The Willochra Plain is a wide plain situated east of Port Augusta, South Australia. The area falls in the view from Mount Brown Lookout and from walking trails in The Dutchmans Stern Conservation Park.

==History==
The traditional owners of the area are the Ngadjuri people.
The first European explorer to sight the plain was Thomas Burr in September 1842. Burr was traversing the coastal plain between present Port Augusta and Port Pirie, on the western side of the rugged Southern Flinders Ranges, when he decided to leave the coast to cross eastward over the ranges. From the eastern escarpment he found that the ranges overlooked extensive "well-wooded and watered country", now called the Willochra Plain, stretching from what is now Melrose northward toward Quorn. Burr's encouraging reports of his discoveries in this region immediately led to the arrival of European pastoralists.

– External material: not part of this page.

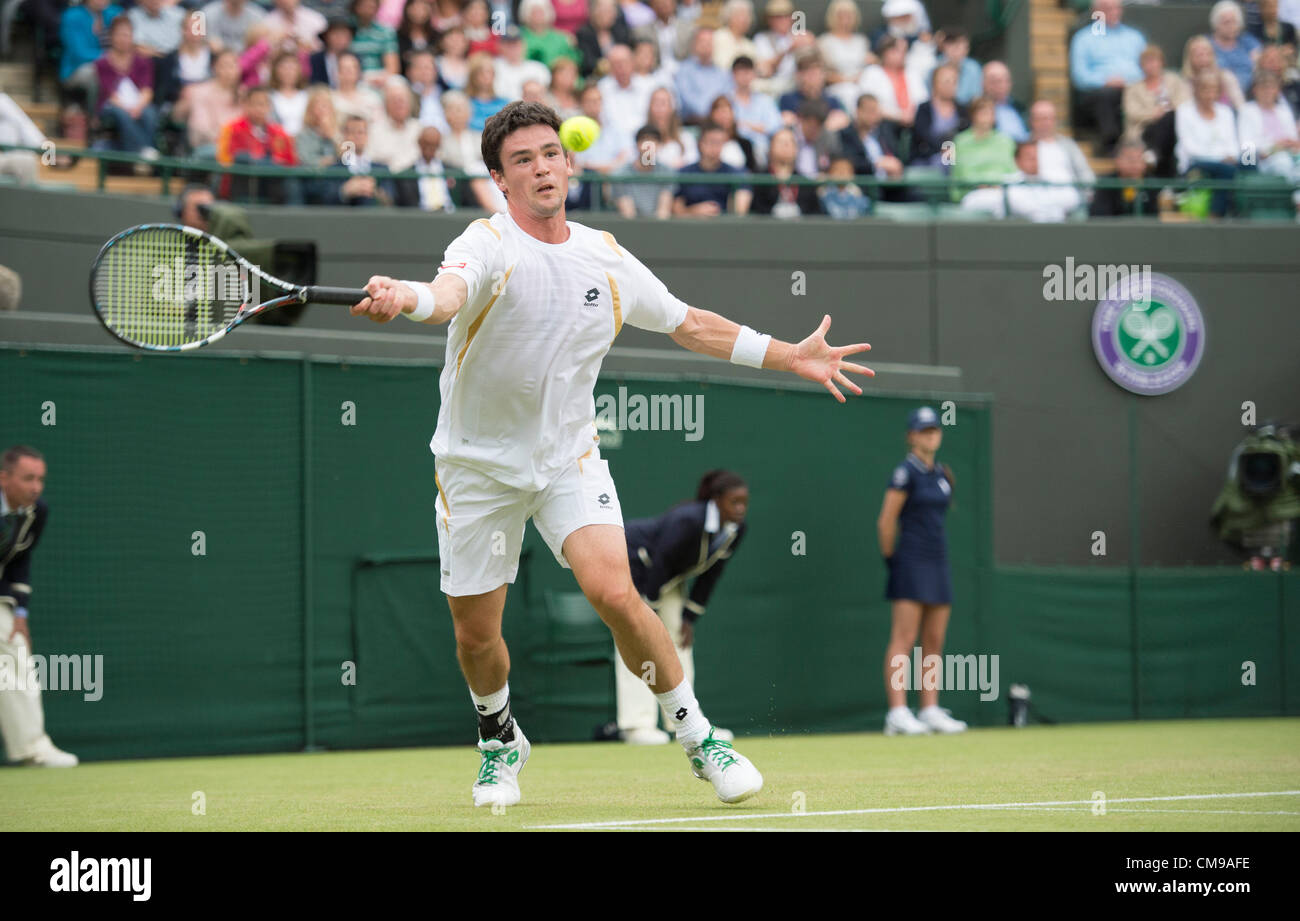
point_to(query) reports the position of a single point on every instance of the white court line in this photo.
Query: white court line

The Ragless brothers were the first settlers on the plain later in the 1840s; they established a sheep station. The townsite of Willochra was surveyed in 1860 and the brothers established a hotel but the townsite was never further developed and was abandoned during the drought in the 1860s. Overgrazing and the drought lead to the saltbush cover of the land being stripped and the area became a dustbowl. The Ragless brothers survived the drought but later lost the property when it was carved up into paddocks to grow wheat.

==Geography==

The plain is bisected by a large but ephemeral gum-studded creek, named Willochra Creek. Willochra is an Aboriginal word meaning "a flooded creek, where green bushes grow". Much of the plain lies north (outside) of Goyder's Line, which since 1865 has delineated the limits of South Australian lands suitable for agricultural settlement because of being semi-arid and drought-affected. Nevertheless, successive governments of the 1870s and 1880s surveyed and released former pastoral land for crop farming. Despite that being done on a generous credit selection basis, many settlers failed to be commercially viable due to the aridity.

As part of that process, many government townships were surveyed to service those settlers. They include Booleroo, Willowie, Hammond, Quorn and Wilmington. Some of these townships have thrived, some have merely survived, while others are practically deserted.